Green Themes

Climb that mountain

Green Themes

    The Zen House

    Mission directive; do whatever you think is best.

    It’s not often a landscape designer gets a directive like this and here was an opportunity to implement some ideas that had been festering in my brain for a long time. I’m a firm believer in ecologically harmonious gardens with zero irrigation and minimal maintenance, this fit perfectly with the style of the house, reminiscent of Matsamura castle in Japan, and the Buddhist client.

    The site of the house is south facing with views of the bay but all the topsoil had been removed down to pure clay. Water seeps continuously through specially constructed drains and some is stored in an underground reservoir. The only plants left after construction were a line of Kei apple trees on the north boundary and a single Mesquite tree. [alien invader] After preparing the soil I created a ‘dry landscape’ for the north area with a representational dry riverbed flowing toward the deck from the northeast. The rocks are placed to suggest the illusion which the gravel and plants enhance. Indigenous ferns, tree, foxtail and asparagus ferns were used and the remainder of the slope is planted with agapanthus and a cluster of photinea between the meditation deck and a viewing stone. Rippled gravel covers the bare earth and suggests movement of  sand and water as your mood dictates. The alien was replaced with a wild olive and a Bonsai pine cascading from from a rock in a tray of water  completed the back garden.

    The sides of the house are narrow with high walls, the west side being utilized more than the east which is strewn with snow like gravel with a spiral of crushed glass encircled by an arc of golden  bamboo. This covers a troublesome wet spot and symbolizes a hole in the snow. A small moon viewing garden consisting of  silver leafed plants scattered amongst white lichen covered rocks is best appreciated at full moon. The west garden is a texture garden containing gravel, rock, plants and pebbles divided by a thick ships hawser. Three tall clumps of sacred bamboo with some restios completes the picture. This garden can be admired from three main viewing sides and final touches include a dragon gutter with chain descending to a reflecting well. A gate planted with jasmine leads to the front garden.

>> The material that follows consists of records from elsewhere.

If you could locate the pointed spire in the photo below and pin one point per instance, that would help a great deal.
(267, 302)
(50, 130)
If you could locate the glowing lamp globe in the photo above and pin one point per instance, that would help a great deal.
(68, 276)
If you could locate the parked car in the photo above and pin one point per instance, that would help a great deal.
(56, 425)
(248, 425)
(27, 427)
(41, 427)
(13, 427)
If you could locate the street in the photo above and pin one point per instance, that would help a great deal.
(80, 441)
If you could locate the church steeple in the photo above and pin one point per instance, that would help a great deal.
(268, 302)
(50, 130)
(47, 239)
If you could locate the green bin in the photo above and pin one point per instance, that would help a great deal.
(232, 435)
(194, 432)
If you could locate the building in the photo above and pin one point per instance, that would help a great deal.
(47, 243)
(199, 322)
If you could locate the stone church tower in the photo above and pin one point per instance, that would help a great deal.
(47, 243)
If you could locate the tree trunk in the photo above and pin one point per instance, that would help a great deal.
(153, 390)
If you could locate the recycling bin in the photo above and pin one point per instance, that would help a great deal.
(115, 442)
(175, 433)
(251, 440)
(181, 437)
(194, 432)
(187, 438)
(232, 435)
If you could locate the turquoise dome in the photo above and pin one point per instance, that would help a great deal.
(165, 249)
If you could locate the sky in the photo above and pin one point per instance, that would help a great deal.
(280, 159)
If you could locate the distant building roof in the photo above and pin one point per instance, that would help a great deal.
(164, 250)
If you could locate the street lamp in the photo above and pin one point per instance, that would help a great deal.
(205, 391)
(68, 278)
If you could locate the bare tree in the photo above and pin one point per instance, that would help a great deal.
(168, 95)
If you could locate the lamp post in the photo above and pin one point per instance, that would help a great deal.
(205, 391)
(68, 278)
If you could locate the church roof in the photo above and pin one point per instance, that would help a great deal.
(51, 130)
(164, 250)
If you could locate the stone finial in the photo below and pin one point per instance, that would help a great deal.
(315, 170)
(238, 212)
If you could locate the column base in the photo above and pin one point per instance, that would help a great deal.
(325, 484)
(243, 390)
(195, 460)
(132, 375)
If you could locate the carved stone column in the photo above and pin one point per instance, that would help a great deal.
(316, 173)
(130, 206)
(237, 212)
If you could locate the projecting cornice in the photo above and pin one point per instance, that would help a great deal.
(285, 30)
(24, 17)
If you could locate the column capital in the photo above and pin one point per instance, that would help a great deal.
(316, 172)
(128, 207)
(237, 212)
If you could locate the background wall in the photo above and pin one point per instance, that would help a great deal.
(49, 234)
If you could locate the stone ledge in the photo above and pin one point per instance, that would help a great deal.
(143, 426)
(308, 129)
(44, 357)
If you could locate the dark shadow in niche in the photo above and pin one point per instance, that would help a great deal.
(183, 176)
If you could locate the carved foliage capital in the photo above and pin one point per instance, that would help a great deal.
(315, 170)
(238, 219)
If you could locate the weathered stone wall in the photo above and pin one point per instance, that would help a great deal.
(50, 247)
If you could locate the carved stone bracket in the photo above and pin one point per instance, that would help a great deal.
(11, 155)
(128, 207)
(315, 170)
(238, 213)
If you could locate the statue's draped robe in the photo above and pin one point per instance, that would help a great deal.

    Flagstones and driveway divide the front. A cluster of rocks, a coastal aloe and some Portulacca for colour highlight the side wall. An olive tree, some restios, cape honeysuckle and photinea are placed to screen and enhance areas. The whole is graveled and raked suggesting an almost desert environment. Gravel has many advantages and uses in the garden especially when drought curtails lawn irrigation. Each garden area can be seen to represent a season while enhancing the oriental character of the house and using a mixture of indigenous and exotic plants for effect.